C’est qu’elle étoit d’argent.

L’HAMEÇON.

Tu as raison, cela ne vaut pas la peine de risquer d’aller à Bicêtre.

VUIDE-POCHE.

Sans doute, il faut prendre quelque chose de plus considérable.

L’HAMEÇON.

Moi, j’ai été bien tenté d’une bague, qui nous auroit beaucoup valu.

VUIDE-POCHE.

Et qui l’avoit ?

L’HAMEÇON.

Une Demoiselle de l’Opéra, à qui la Bouquetiere vendoit des bouquets à la portiere de son carrosse.

VUIDE-POCHE.

Il falloit la prendre ; à une fille cela étoit facile. Il y avoit peut-être des jeunes gens à l’autre portiere.

L’HAMEÇON.

Sans doute ; c’est ce qui m’en a donné envie ; car elle crioit, & elle avoit la main presque dehors du carrosse.

VUIDE-POCHE.

C’étoit bien aisé.

L’HAMEÇON.

Oui, mais c’est Mademoiselle Fripe-tout ; elle a pour amant un homme… Ah ! tu sais bien… là… qui a déjà fait pendre un de mes amis.

VUIDE-POCHE.

Ah diable ! c’est sans doute de ces Messieurs qui ne badinent pas, quand il est question de leurs intérêts.

L’HAMEÇON.

Le chevalier Vâ-Tout m’a bien tenté aussi.

VUIDE-POCHE.

Qui, ce gros joueur ?

L’HAMEÇON.

Oui. Il comptoit son argent dans le Café d’ici à côté, & il avoit plus de cent-cinquante louis.

VUIDE-POCHE.

Qu’il perdra peut-être ce soir.

L’HAMEÇON.

Oui, & je lui aurois évité ce chagrin-là.

VUIDE-POCHE.

C’est donc à quoi tu pensois, quand je t’ai appellé ?

L’HAMEÇON.

Non, c’est à une aventure qui vient d’arriver.

VUIDE-POCHE.

A qui ?

L’HAMEÇON.

Au Marquis de Drouville, qui se croit si beau.

VUIDE-POCHE.

Celui qui a tant de bijoux ?

L’HAMEÇON.

Lui-même.

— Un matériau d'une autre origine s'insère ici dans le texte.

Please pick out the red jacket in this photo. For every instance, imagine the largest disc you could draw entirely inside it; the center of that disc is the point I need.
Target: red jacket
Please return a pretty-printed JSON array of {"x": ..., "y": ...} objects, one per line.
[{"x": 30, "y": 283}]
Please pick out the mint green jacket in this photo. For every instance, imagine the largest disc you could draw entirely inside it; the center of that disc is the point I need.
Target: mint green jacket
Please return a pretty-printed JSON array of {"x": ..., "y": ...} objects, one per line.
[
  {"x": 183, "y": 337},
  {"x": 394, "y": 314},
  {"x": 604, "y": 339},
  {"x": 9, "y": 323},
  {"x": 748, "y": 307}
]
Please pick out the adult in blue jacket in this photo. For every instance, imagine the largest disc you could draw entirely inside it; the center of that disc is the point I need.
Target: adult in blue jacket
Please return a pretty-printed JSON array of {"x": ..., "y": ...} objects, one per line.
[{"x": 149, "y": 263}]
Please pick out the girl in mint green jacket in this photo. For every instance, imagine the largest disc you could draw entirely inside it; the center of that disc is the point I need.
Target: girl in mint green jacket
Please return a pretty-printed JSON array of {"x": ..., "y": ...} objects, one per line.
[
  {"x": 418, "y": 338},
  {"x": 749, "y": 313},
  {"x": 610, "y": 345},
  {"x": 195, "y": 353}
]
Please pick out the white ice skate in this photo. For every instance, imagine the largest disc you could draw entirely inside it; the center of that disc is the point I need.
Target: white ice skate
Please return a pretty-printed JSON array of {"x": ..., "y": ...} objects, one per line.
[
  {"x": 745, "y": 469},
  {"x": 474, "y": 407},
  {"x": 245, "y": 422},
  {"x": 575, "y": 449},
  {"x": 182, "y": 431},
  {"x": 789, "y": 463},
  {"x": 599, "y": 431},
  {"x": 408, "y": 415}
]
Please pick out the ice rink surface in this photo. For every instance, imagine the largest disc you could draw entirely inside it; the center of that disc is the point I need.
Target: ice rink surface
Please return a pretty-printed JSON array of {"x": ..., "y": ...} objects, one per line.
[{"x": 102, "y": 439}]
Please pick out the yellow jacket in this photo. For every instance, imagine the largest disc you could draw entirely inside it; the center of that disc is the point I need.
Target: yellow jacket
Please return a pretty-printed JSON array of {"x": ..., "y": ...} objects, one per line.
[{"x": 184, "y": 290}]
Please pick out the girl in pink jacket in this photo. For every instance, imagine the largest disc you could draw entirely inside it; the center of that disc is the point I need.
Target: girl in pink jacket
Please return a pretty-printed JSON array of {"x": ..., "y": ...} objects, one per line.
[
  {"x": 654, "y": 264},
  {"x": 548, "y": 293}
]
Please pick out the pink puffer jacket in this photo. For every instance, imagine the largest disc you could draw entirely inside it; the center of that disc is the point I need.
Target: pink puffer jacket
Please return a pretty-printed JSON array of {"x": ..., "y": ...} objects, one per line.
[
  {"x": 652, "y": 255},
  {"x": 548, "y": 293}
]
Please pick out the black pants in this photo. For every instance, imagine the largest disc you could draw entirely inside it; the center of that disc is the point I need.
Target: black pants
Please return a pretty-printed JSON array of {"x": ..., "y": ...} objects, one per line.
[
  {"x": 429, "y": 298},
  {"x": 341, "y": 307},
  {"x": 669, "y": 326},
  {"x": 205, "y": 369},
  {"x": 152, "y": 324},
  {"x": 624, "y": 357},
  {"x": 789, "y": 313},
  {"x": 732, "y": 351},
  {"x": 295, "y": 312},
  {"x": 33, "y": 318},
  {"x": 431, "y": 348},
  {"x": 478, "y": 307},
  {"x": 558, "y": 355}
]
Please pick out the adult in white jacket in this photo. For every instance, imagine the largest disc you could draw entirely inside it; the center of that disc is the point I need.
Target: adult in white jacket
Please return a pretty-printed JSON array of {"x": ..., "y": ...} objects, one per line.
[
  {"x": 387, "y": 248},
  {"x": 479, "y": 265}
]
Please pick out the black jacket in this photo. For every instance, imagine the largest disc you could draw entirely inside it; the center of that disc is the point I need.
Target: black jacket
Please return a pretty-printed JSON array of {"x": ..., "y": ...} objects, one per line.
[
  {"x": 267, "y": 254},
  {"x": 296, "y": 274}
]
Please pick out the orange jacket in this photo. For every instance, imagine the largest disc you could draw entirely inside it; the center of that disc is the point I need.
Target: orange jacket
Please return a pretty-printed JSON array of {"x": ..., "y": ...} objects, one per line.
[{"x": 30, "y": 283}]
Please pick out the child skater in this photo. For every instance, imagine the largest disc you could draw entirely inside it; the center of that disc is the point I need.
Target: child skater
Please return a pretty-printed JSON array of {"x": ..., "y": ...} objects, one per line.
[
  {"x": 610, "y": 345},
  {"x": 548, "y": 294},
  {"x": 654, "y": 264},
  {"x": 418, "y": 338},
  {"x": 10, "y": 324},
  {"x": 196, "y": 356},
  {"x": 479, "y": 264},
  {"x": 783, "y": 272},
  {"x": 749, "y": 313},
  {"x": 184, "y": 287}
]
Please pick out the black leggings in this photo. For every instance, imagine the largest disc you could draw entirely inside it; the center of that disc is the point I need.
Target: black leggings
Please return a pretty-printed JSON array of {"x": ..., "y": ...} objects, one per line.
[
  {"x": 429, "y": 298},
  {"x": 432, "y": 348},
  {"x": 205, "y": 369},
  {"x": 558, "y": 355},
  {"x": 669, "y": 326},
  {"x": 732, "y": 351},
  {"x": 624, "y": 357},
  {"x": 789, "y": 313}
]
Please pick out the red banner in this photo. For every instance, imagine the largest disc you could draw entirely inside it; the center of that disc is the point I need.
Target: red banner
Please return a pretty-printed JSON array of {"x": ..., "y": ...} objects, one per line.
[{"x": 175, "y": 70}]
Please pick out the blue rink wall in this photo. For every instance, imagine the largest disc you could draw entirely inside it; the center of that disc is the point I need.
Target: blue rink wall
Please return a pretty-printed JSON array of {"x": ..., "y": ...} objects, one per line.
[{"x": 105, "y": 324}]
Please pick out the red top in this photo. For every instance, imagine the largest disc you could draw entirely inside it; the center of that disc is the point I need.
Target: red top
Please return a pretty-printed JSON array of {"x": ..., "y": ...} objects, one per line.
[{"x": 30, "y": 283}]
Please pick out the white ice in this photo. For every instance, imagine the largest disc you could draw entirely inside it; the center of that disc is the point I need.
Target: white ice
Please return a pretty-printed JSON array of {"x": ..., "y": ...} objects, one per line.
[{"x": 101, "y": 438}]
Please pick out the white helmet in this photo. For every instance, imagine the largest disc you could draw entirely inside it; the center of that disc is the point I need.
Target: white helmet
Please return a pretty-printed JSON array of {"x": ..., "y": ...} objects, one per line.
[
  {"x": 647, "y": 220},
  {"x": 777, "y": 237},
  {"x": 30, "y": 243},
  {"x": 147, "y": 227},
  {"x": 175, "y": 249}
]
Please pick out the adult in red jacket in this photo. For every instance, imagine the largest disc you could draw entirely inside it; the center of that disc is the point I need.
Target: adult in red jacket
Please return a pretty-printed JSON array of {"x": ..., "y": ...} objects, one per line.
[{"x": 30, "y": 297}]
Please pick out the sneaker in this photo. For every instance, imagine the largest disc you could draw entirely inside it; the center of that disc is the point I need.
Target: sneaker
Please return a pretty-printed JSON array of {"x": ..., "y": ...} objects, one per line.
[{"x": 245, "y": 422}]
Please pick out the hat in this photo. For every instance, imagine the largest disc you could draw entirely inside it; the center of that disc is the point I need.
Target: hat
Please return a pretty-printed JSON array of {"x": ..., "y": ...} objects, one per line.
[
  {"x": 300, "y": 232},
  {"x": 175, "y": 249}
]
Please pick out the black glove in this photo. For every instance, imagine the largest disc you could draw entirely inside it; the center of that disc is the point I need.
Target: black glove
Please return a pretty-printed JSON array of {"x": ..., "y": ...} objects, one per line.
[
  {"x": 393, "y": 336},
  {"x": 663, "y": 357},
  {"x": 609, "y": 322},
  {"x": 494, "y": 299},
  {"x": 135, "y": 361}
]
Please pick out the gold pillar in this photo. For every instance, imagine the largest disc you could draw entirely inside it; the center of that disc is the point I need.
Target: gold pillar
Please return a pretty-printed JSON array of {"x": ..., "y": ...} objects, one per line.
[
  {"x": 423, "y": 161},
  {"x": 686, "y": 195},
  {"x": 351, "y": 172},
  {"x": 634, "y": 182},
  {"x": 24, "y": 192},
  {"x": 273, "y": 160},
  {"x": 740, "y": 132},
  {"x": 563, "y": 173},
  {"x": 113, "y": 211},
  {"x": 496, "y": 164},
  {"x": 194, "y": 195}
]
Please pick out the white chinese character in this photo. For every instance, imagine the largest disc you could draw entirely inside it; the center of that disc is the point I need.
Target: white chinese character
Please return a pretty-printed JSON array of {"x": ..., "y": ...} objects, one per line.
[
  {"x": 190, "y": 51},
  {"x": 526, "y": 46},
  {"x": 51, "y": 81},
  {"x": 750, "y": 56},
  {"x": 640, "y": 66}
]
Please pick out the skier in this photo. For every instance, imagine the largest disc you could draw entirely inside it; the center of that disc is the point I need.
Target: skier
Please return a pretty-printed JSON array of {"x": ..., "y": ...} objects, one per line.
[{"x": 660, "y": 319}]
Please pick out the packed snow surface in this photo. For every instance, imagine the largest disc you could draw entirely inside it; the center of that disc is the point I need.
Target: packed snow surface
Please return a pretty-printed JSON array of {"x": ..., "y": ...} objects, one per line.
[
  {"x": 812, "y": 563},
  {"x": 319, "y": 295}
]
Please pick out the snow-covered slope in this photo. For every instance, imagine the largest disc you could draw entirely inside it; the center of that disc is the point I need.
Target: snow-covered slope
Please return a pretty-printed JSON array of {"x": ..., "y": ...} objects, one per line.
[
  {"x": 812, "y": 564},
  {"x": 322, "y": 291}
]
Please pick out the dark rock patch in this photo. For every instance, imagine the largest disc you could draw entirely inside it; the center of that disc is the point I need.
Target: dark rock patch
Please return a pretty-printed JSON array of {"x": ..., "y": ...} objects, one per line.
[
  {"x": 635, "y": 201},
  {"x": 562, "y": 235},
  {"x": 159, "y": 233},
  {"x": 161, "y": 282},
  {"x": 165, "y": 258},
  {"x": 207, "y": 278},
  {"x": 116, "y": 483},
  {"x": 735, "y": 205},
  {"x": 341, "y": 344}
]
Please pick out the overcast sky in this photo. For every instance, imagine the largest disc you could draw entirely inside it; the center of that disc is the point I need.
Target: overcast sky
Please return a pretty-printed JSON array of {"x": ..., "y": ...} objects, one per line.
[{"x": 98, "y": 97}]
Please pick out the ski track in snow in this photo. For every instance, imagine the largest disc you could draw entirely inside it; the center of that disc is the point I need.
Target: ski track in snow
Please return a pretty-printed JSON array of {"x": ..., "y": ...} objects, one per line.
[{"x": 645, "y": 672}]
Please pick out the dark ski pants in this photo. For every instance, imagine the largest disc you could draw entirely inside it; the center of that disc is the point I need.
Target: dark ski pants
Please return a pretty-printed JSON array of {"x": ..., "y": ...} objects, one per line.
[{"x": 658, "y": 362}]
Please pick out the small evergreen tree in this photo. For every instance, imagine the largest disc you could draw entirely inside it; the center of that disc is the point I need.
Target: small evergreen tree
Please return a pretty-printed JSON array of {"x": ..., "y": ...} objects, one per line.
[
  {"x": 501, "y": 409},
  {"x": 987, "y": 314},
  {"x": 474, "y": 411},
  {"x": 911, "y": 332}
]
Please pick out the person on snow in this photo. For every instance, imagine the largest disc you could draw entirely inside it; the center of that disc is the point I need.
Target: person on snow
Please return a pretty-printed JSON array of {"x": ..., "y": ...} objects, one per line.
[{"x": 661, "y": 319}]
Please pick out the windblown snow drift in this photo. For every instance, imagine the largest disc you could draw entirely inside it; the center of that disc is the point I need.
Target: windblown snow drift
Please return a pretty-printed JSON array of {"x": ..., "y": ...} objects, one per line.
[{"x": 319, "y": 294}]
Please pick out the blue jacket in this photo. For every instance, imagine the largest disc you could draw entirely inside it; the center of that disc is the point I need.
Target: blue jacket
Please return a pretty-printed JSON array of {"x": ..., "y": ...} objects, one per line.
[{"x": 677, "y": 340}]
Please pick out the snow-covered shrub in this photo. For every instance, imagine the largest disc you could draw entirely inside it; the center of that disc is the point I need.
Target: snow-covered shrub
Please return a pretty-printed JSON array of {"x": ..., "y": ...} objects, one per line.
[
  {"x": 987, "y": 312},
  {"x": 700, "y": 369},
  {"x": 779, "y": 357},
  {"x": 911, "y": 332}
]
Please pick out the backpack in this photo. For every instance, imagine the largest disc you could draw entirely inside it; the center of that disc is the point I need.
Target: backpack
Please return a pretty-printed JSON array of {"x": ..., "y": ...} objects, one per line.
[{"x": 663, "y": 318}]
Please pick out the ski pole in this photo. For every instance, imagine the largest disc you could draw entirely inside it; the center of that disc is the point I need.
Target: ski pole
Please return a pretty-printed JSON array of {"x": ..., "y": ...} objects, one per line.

Il a une montre garnie de diamants, qui me tente depuis long-temps, & il vient de la tirer tout-à-l’heure.

VUIDE-POCHE.

C’est une aventure toute ordinaire de tirer sa montre.

L’HAMEÇON.

Ce n’est pas cela.

VUIDE-POCHE.

Qu’est-ce que c’est donc ?

L’HAMEÇON.

C’est que sa voiture vient de se rompre là, vis-à-vis.

VUIDE-POCHE.

S’il pouvoit venir ici.

L’HAMEÇON.

C’est ce que je regardois.

VUIDE-POCHE.

Tiens. N’est-ce pas lui qui entre ?

L’HAMEÇON.

C’est lui-même ; il y vient peut-être attendre une autre voiture. Viens avec moi, j’ai une bonne idée ; nous reviendrons.

VUIDE-POCHE.

Allons, allons.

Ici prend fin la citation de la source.